In a span of less than half an hour, Tutu manifested his ageless wisdom and remarkable wit, commitment to the poor and subaltern, and universal compassion and empathy.
Tutu, a compelling mixture of laughter-inducing jollity and sobering far-sightedness, left us eager for more at the inaugural LC Jain memorial lecture which he delivered on November 5.
Interweaving his memories of Gandhian activist LC Jain with the political struggles in India and South Africa, Tutu held forth to a captive audience, making us all alternatively laugh and reflect. Arguably one of the tallest figures in the anti-apartheid struggles in South Africa, Tutu took great delight in poking fun at his own compact build.
He gave the example of the high school area near his home in Cape Town to demonstrate the changing demographic trends of South Africa. “There used to be only white only couples and now there are mixed couples with babies of undetermined hue!” said Tutu, causing a burst of laughter.
“We have come a long way,” said Tutu of South Africa. “But this will all go up in flames,” he added gravely, referring to the immense inequality and rich- poor divide in the country. “This will all go up in flames,” he repeated, almost in a note of foreboding.
Tutu drew attention to the conditions of the poor, arguing that the poor want to be treated as proper persons who are able to think for themselves. “They don’t want handouts.
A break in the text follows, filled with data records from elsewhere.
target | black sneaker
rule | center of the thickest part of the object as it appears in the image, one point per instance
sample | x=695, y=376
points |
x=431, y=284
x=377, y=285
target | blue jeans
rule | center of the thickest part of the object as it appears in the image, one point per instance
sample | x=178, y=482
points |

The poor need to be given a leg up…not in the form of charity but as the best possible act of social existence,” he said, hinting at the limitation of the welfare state approach.
Given both India and South Africa are deeply entrenched in conditions of inequality, Tutu said in a reference to India: “You are a fantastic emerging economy, and it shows in the airports!”
He also highlighted the similar struggles of India and South Africa, noting that Nelson Mandela and others could walk out of jail because of India’s own struggles with colonialism. The crux of Tutu’s speech lay in warning about the consequences of increasing inequality and marginalizing the poor. His note of caution, though in the South African context, was also relevant for inequality in India.
The Nobel Laureate concluded with a gesture that summed up the spirit of his talk. Expanding his arms, as if to widely embrace, he kept repeating: “All…all..all…this embrace which will not let anybody go.”
An endless source of compassion and wisdom, a figure who influenced the course of history in apartheid South Africa, Desmond Tutu left us wanting more.